# Epson-Scanner: Fehler beim Senden des Bildes...



## deudok (2. Januar 2005)

Ich habe den Epson-Scanner Perfection 1640 SU unter Windows XP Home (Aldi-Rechner von 2002). Der Scanner (Wagen) bleibt nach 1- oder mehrmaligem Scannen stecken und bringt folgende Fehlermeldung:

"Fehler beim Senden des Bildes während Scan-Vorgang."

Aus- und Einstöpseln bringt nichts. Ich muß den PC komplett ausmachen, manchmal hilft auch ein Neustart. Aber dann immer wieder nur ein paar Scans und die gleiche Meldung. Die FAQs auf des Epson-Homepage bringen mich nicht weiter. Ich habe mir schon den aktuellen Treiber von Epson runtergeladen.
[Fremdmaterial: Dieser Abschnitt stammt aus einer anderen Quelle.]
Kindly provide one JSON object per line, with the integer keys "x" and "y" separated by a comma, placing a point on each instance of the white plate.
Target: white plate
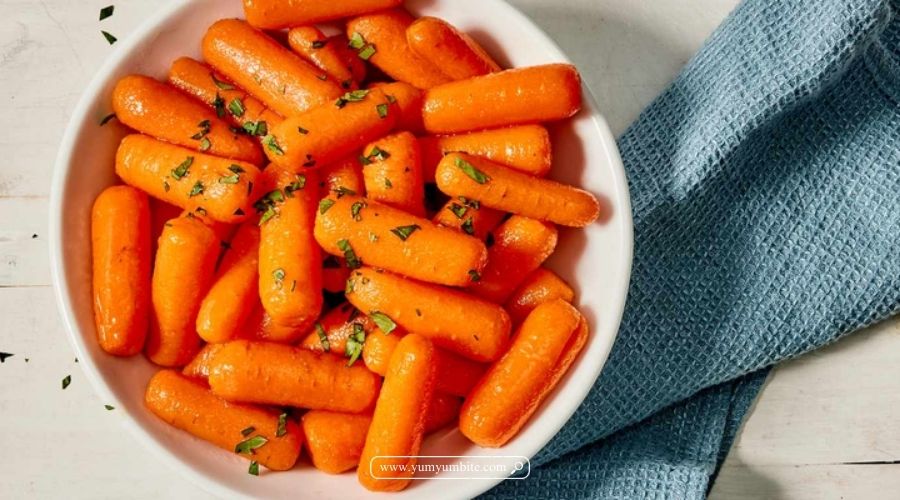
{"x": 596, "y": 261}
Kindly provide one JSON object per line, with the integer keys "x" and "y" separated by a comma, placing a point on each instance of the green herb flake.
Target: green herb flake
{"x": 403, "y": 232}
{"x": 383, "y": 321}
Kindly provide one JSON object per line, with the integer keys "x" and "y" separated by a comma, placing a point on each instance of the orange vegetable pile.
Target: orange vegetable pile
{"x": 279, "y": 248}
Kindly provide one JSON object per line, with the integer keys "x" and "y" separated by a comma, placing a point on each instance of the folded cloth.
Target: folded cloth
{"x": 766, "y": 190}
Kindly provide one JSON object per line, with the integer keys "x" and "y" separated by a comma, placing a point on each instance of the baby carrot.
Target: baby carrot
{"x": 290, "y": 264}
{"x": 273, "y": 440}
{"x": 313, "y": 46}
{"x": 381, "y": 38}
{"x": 454, "y": 320}
{"x": 331, "y": 131}
{"x": 502, "y": 188}
{"x": 514, "y": 387}
{"x": 409, "y": 101}
{"x": 398, "y": 423}
{"x": 259, "y": 64}
{"x": 229, "y": 102}
{"x": 278, "y": 14}
{"x": 540, "y": 286}
{"x": 190, "y": 180}
{"x": 526, "y": 148}
{"x": 199, "y": 366}
{"x": 520, "y": 246}
{"x": 276, "y": 374}
{"x": 393, "y": 173}
{"x": 511, "y": 97}
{"x": 231, "y": 299}
{"x": 183, "y": 271}
{"x": 120, "y": 243}
{"x": 468, "y": 216}
{"x": 161, "y": 111}
{"x": 335, "y": 440}
{"x": 378, "y": 235}
{"x": 444, "y": 46}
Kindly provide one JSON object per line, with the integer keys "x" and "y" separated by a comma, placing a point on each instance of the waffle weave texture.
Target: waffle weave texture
{"x": 766, "y": 190}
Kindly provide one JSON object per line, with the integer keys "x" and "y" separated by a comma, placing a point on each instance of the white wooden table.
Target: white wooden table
{"x": 824, "y": 427}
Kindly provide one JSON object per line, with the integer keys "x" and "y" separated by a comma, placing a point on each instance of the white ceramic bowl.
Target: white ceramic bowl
{"x": 596, "y": 261}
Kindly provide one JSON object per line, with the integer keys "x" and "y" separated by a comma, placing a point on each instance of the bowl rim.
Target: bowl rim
{"x": 167, "y": 13}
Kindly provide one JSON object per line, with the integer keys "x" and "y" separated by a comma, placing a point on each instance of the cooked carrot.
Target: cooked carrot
{"x": 514, "y": 387}
{"x": 190, "y": 180}
{"x": 120, "y": 243}
{"x": 278, "y": 14}
{"x": 231, "y": 299}
{"x": 454, "y": 320}
{"x": 398, "y": 423}
{"x": 525, "y": 147}
{"x": 335, "y": 440}
{"x": 199, "y": 366}
{"x": 332, "y": 131}
{"x": 393, "y": 173}
{"x": 235, "y": 105}
{"x": 444, "y": 46}
{"x": 520, "y": 246}
{"x": 331, "y": 332}
{"x": 290, "y": 264}
{"x": 502, "y": 188}
{"x": 540, "y": 286}
{"x": 273, "y": 440}
{"x": 185, "y": 263}
{"x": 313, "y": 46}
{"x": 409, "y": 101}
{"x": 511, "y": 97}
{"x": 343, "y": 176}
{"x": 378, "y": 235}
{"x": 468, "y": 216}
{"x": 270, "y": 72}
{"x": 381, "y": 38}
{"x": 276, "y": 374}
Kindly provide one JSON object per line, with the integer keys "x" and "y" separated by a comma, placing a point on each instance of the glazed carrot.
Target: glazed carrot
{"x": 502, "y": 188}
{"x": 381, "y": 37}
{"x": 276, "y": 374}
{"x": 511, "y": 97}
{"x": 188, "y": 405}
{"x": 120, "y": 243}
{"x": 409, "y": 101}
{"x": 235, "y": 105}
{"x": 514, "y": 387}
{"x": 444, "y": 46}
{"x": 313, "y": 46}
{"x": 278, "y": 14}
{"x": 331, "y": 131}
{"x": 290, "y": 264}
{"x": 186, "y": 178}
{"x": 540, "y": 286}
{"x": 156, "y": 109}
{"x": 335, "y": 440}
{"x": 393, "y": 173}
{"x": 199, "y": 366}
{"x": 525, "y": 147}
{"x": 454, "y": 320}
{"x": 231, "y": 298}
{"x": 330, "y": 333}
{"x": 273, "y": 74}
{"x": 378, "y": 235}
{"x": 343, "y": 176}
{"x": 520, "y": 246}
{"x": 468, "y": 216}
{"x": 184, "y": 268}
{"x": 398, "y": 423}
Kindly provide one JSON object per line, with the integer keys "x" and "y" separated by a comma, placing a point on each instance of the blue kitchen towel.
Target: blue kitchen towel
{"x": 766, "y": 190}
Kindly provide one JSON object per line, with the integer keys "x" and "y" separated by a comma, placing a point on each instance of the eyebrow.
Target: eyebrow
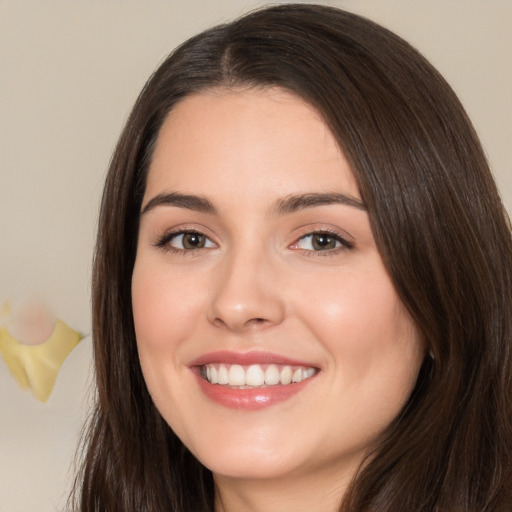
{"x": 283, "y": 206}
{"x": 294, "y": 203}
{"x": 190, "y": 202}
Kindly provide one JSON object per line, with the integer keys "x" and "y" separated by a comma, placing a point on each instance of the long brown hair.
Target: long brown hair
{"x": 439, "y": 225}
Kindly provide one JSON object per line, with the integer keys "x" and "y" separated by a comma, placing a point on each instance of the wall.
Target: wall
{"x": 69, "y": 73}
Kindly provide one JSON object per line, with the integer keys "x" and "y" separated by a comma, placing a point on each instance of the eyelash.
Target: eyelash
{"x": 164, "y": 242}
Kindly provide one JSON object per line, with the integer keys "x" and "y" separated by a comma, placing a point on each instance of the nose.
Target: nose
{"x": 246, "y": 294}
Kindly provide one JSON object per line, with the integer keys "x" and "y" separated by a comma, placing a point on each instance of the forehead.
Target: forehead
{"x": 247, "y": 141}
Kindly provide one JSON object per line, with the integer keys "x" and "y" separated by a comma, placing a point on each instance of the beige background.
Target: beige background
{"x": 69, "y": 73}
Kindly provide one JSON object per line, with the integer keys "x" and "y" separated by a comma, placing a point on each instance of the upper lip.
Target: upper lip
{"x": 247, "y": 358}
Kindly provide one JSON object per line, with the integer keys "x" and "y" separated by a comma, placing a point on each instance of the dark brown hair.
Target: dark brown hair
{"x": 441, "y": 231}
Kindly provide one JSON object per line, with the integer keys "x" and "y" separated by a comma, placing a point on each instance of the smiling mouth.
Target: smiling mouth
{"x": 255, "y": 375}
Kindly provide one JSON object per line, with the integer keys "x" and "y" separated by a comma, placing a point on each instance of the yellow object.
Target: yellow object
{"x": 36, "y": 367}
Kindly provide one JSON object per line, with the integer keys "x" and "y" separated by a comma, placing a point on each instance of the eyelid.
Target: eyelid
{"x": 163, "y": 241}
{"x": 343, "y": 239}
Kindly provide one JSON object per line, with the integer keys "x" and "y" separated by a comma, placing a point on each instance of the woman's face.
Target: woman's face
{"x": 270, "y": 335}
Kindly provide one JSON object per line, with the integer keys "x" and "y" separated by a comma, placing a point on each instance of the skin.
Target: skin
{"x": 260, "y": 284}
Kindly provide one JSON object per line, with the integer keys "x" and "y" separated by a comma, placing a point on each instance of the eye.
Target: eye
{"x": 322, "y": 242}
{"x": 185, "y": 241}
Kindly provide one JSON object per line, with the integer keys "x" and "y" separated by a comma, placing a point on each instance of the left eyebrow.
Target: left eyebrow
{"x": 190, "y": 202}
{"x": 294, "y": 203}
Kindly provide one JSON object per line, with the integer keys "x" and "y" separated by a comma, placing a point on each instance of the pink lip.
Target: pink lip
{"x": 247, "y": 399}
{"x": 246, "y": 358}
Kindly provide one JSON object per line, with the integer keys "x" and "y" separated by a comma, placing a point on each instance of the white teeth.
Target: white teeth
{"x": 297, "y": 375}
{"x": 286, "y": 375}
{"x": 272, "y": 375}
{"x": 236, "y": 375}
{"x": 254, "y": 375}
{"x": 223, "y": 376}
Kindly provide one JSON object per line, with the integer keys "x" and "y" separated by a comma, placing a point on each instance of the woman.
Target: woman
{"x": 302, "y": 285}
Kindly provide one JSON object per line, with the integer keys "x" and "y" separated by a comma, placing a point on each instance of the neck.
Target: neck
{"x": 323, "y": 491}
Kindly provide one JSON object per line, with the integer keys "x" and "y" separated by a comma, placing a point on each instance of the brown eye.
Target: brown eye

Aber das hat auch nichts geholfen. 

Vielleicht hat(te) hier jemand ein ähnliches Problem und schon eine Lösung gefunden?

Herzlichen Dank im Voraus & schöne Grüße


----------



## gothic ghost (2. Januar 2005)

Hi,
dieses Problem konnte ich mal so lösen:
1. USB Kabel vom Rechner entfernen
2. Treiber deinstallieren
3. Treiber installieren
*4. Wichtig* evtl. neu starten und erst *danach* 
das Gerät wieder anschließen.


----------